DaseinsvorsorgeWasserwirtschaft

Neue Gasaufbereitung auf dem Klärwerk Hamburg geht in Betrieb

Mehr Bio-Methan aus Abwasser

tvi.ticker • 22. Juli 2020

Anlagen für Aufbereitung und Einspeisung von BiogasFoto: Hamburg Wasser

Hamburg Wasser, Hamburg Energie und Gasnetz Hamburg haben am 22. Juli 2020 auf dem Klärwerk Hamburg zwei neue Anlagen für die Aufbereitung und Einspeisung von Biogas in Betrieb genommen. Die bisherige Aufbereitungskapazität von Hamburg Wasser wird damit um knapp das Dreifache gesteigert.
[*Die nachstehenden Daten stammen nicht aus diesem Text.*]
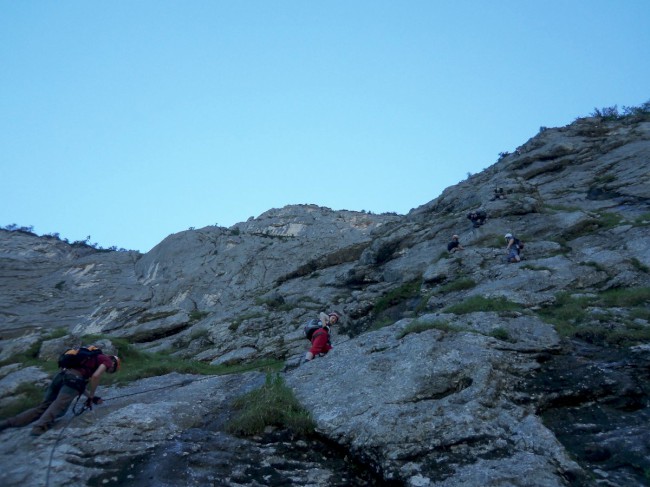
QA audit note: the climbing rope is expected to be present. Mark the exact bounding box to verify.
[45,367,274,487]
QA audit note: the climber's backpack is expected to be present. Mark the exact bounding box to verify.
[303,318,323,341]
[59,345,102,369]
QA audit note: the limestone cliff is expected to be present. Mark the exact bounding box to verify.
[0,112,650,486]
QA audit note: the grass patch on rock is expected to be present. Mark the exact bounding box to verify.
[538,287,650,347]
[435,278,476,294]
[372,279,422,315]
[226,374,315,436]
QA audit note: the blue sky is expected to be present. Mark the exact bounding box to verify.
[0,0,650,252]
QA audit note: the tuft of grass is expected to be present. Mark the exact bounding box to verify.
[521,264,553,272]
[580,260,607,274]
[630,257,650,274]
[138,310,178,324]
[596,287,650,308]
[435,278,476,294]
[633,213,650,227]
[190,309,210,321]
[490,327,512,342]
[226,374,316,436]
[538,287,650,346]
[444,296,521,315]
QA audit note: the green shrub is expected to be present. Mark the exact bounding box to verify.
[226,374,315,436]
[75,335,283,385]
[538,287,650,346]
[444,296,521,315]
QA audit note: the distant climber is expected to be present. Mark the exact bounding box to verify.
[505,233,524,262]
[0,347,120,436]
[467,210,487,228]
[305,311,341,361]
[447,235,465,254]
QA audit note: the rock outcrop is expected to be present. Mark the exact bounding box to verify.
[0,113,650,486]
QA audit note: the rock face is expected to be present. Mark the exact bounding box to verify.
[0,113,650,486]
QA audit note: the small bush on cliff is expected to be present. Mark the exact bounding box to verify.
[539,287,650,346]
[226,374,315,436]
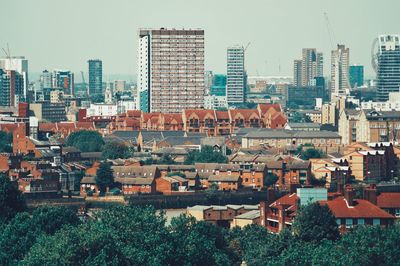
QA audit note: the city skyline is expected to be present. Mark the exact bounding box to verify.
[0,0,400,77]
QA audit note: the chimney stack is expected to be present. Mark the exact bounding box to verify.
[344,185,356,206]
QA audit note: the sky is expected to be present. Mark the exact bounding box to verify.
[0,0,400,79]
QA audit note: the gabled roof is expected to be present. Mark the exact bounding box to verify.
[208,175,240,182]
[377,192,400,209]
[320,197,394,219]
[115,177,154,185]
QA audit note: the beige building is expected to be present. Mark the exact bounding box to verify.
[321,103,336,125]
[339,110,400,144]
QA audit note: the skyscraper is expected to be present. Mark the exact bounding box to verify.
[0,56,29,100]
[0,68,24,107]
[226,46,246,104]
[301,48,317,86]
[88,59,103,95]
[293,48,324,87]
[376,35,400,101]
[331,44,350,96]
[293,60,303,87]
[349,65,364,88]
[137,28,205,113]
[53,70,75,95]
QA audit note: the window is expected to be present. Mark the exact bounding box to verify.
[346,219,353,228]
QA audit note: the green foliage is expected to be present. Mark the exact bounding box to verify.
[102,141,132,160]
[293,202,339,242]
[65,130,104,152]
[264,173,279,187]
[0,174,26,222]
[96,162,114,193]
[170,215,232,265]
[0,131,13,152]
[185,146,228,164]
[0,206,79,265]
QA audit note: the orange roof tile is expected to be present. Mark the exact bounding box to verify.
[320,197,394,219]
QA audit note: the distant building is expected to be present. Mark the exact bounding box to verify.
[137,28,205,113]
[293,60,303,87]
[88,59,103,95]
[29,102,67,122]
[331,44,350,96]
[376,35,400,101]
[349,65,364,88]
[226,46,246,104]
[210,74,226,96]
[0,56,29,101]
[204,95,228,110]
[53,70,75,95]
[0,68,24,107]
[114,80,126,93]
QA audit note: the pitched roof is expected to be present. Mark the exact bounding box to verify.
[377,192,400,209]
[208,175,240,182]
[115,177,154,185]
[320,197,394,219]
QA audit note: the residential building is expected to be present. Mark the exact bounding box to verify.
[331,44,350,96]
[88,59,103,95]
[0,56,29,101]
[226,46,246,104]
[0,68,24,107]
[137,28,204,113]
[204,95,228,110]
[29,101,67,122]
[349,65,364,88]
[293,60,303,87]
[210,74,226,96]
[53,70,75,95]
[376,35,400,101]
[114,80,126,93]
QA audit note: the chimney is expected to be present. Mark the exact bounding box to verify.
[344,185,356,206]
[363,185,378,205]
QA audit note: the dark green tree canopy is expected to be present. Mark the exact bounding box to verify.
[65,130,104,152]
[185,146,228,164]
[102,141,133,160]
[0,174,26,222]
[96,162,114,193]
[293,202,339,242]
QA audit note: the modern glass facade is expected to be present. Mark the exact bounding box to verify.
[349,66,364,88]
[376,35,400,101]
[226,46,246,104]
[88,59,103,95]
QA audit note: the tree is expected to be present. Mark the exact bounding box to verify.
[293,202,340,242]
[170,215,233,265]
[96,162,114,193]
[0,174,26,222]
[65,130,104,152]
[102,141,132,160]
[185,146,228,164]
[264,173,279,187]
[0,131,13,152]
[0,206,79,265]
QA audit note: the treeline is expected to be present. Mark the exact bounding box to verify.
[0,175,400,266]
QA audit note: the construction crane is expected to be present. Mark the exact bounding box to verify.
[81,71,90,98]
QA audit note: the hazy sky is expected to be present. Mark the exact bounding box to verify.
[0,0,400,80]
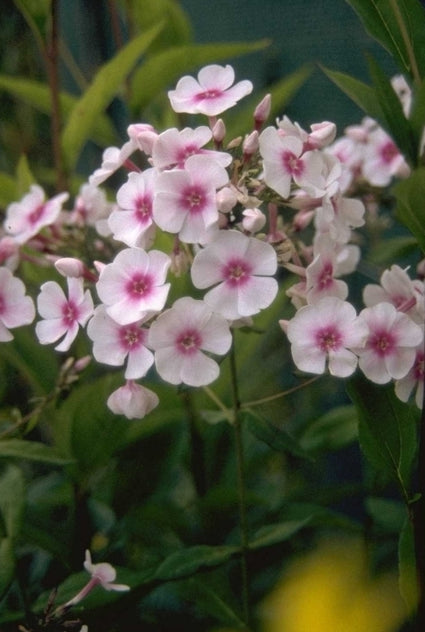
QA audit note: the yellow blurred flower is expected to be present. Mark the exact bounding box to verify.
[263,540,407,632]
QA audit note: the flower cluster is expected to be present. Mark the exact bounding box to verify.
[0,65,425,418]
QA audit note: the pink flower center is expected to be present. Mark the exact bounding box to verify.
[222,259,252,287]
[195,90,223,101]
[367,330,396,358]
[126,274,152,299]
[282,151,304,176]
[379,140,399,165]
[135,195,152,224]
[316,327,342,353]
[119,325,145,351]
[182,186,206,213]
[28,204,45,225]
[62,301,79,326]
[176,329,202,355]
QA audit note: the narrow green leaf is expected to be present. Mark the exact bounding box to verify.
[152,545,239,581]
[130,40,269,114]
[0,75,116,147]
[226,64,312,138]
[347,375,419,500]
[249,517,312,549]
[347,0,425,79]
[321,66,383,120]
[398,518,418,612]
[0,439,72,465]
[0,464,25,538]
[0,538,15,599]
[393,167,425,253]
[243,410,311,459]
[369,57,419,165]
[62,24,162,169]
[300,406,358,453]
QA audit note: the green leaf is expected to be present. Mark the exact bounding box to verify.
[398,518,418,612]
[130,40,269,114]
[347,0,425,79]
[152,545,240,581]
[393,167,425,253]
[0,75,116,147]
[226,64,312,138]
[0,439,72,465]
[0,538,15,599]
[0,465,25,538]
[321,66,383,121]
[62,24,162,169]
[243,410,311,459]
[347,375,419,500]
[249,516,312,549]
[369,57,419,164]
[300,406,358,453]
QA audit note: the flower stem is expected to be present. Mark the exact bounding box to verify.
[230,334,250,626]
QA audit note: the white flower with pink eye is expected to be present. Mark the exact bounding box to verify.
[286,296,367,377]
[191,230,278,320]
[106,380,159,419]
[0,268,35,342]
[35,277,93,351]
[96,248,171,325]
[108,169,156,249]
[168,64,253,116]
[87,305,153,380]
[152,125,232,171]
[153,155,229,243]
[362,127,410,187]
[259,127,326,198]
[358,303,423,384]
[363,265,424,324]
[63,551,130,608]
[395,344,425,409]
[4,184,69,244]
[149,296,232,386]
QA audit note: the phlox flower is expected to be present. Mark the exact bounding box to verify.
[87,305,153,380]
[149,296,232,386]
[153,155,229,243]
[358,302,423,384]
[395,343,425,408]
[191,230,278,320]
[64,551,130,608]
[35,277,93,351]
[168,64,253,116]
[259,127,325,198]
[108,169,156,249]
[96,248,171,325]
[4,184,69,244]
[0,268,35,342]
[106,380,159,419]
[286,296,368,377]
[152,125,232,170]
[362,127,410,187]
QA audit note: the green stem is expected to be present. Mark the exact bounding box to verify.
[390,0,421,86]
[230,334,250,626]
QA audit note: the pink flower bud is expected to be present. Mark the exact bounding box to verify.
[254,94,272,131]
[55,257,85,279]
[211,119,226,145]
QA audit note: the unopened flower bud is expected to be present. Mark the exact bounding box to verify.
[242,130,259,160]
[254,94,272,131]
[211,119,226,145]
[242,208,266,233]
[55,257,86,279]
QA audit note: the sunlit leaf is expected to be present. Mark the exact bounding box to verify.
[62,25,162,168]
[130,40,269,114]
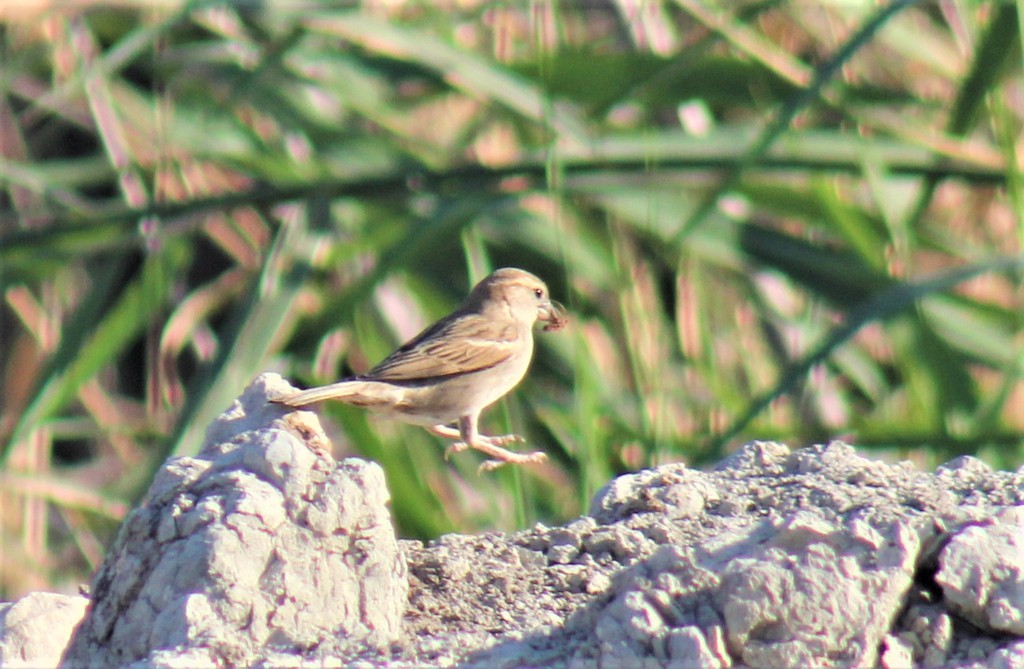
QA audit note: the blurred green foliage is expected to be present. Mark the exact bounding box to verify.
[0,0,1024,596]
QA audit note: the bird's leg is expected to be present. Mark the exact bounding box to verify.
[427,425,526,460]
[427,425,469,460]
[460,414,548,471]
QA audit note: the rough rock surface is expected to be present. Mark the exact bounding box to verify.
[0,375,1024,669]
[58,376,409,667]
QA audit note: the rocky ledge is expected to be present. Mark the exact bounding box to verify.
[0,374,1024,669]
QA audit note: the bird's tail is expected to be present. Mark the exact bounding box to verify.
[273,381,365,407]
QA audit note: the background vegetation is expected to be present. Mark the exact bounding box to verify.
[0,0,1024,597]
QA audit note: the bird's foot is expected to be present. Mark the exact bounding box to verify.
[476,449,548,474]
[444,434,526,460]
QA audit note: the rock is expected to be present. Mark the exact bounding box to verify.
[935,506,1024,636]
[0,592,89,669]
[58,374,409,667]
[0,375,1024,669]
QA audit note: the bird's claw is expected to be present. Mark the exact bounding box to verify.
[476,451,548,474]
[444,442,469,461]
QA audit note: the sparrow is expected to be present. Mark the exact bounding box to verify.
[273,267,566,471]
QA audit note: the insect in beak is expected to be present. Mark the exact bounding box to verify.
[538,300,569,332]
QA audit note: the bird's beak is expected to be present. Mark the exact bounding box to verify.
[537,300,569,332]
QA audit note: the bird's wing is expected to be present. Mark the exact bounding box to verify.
[360,312,523,382]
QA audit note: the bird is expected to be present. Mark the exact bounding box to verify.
[273,267,567,471]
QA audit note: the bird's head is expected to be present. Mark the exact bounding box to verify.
[466,267,567,330]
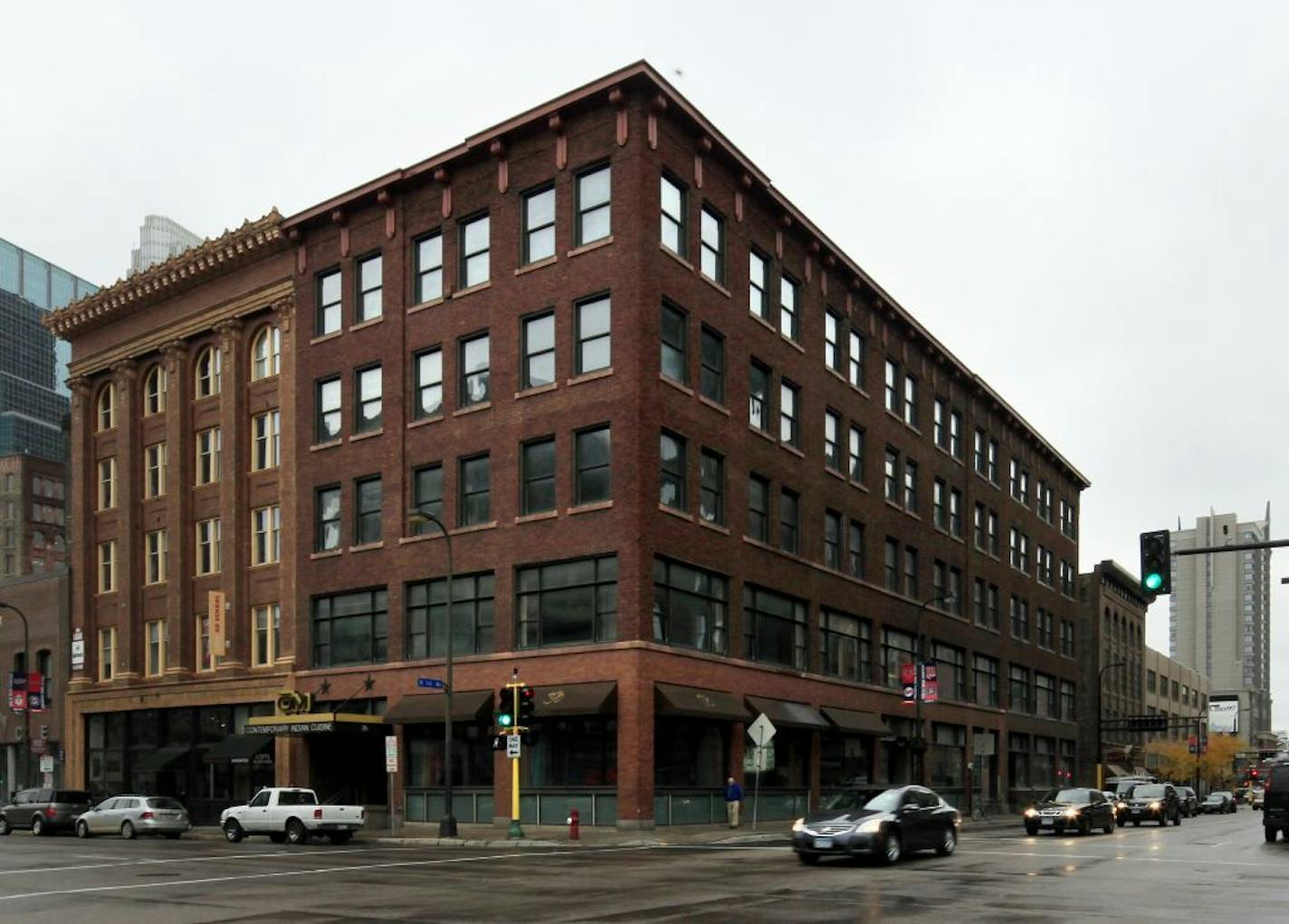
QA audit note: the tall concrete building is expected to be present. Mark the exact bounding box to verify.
[130,215,204,276]
[1168,504,1271,741]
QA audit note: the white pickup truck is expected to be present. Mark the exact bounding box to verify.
[219,786,365,844]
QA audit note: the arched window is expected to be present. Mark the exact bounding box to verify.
[143,362,165,417]
[197,347,219,398]
[250,323,282,379]
[95,382,116,431]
Die maximale Einspeisemenge des erneuerbaren Gases im Hamburger Gasnetz erhöht sich damit auf stündlich bis zu 1350 m³. Davon profitiert die Kundschaft von Hamburg Energie. Der Versorger liefert das CO₂-neutrale Gas direkt an die Hamburger Haushalte. Die städtischen Unternehmen leisten mit dem Ausbau einen messbaren Beitrag zum Klimaschutz. Insgesamt werden durch die Anlagen 12 000 t CO₂-Emissionen pro Jahr eingespart.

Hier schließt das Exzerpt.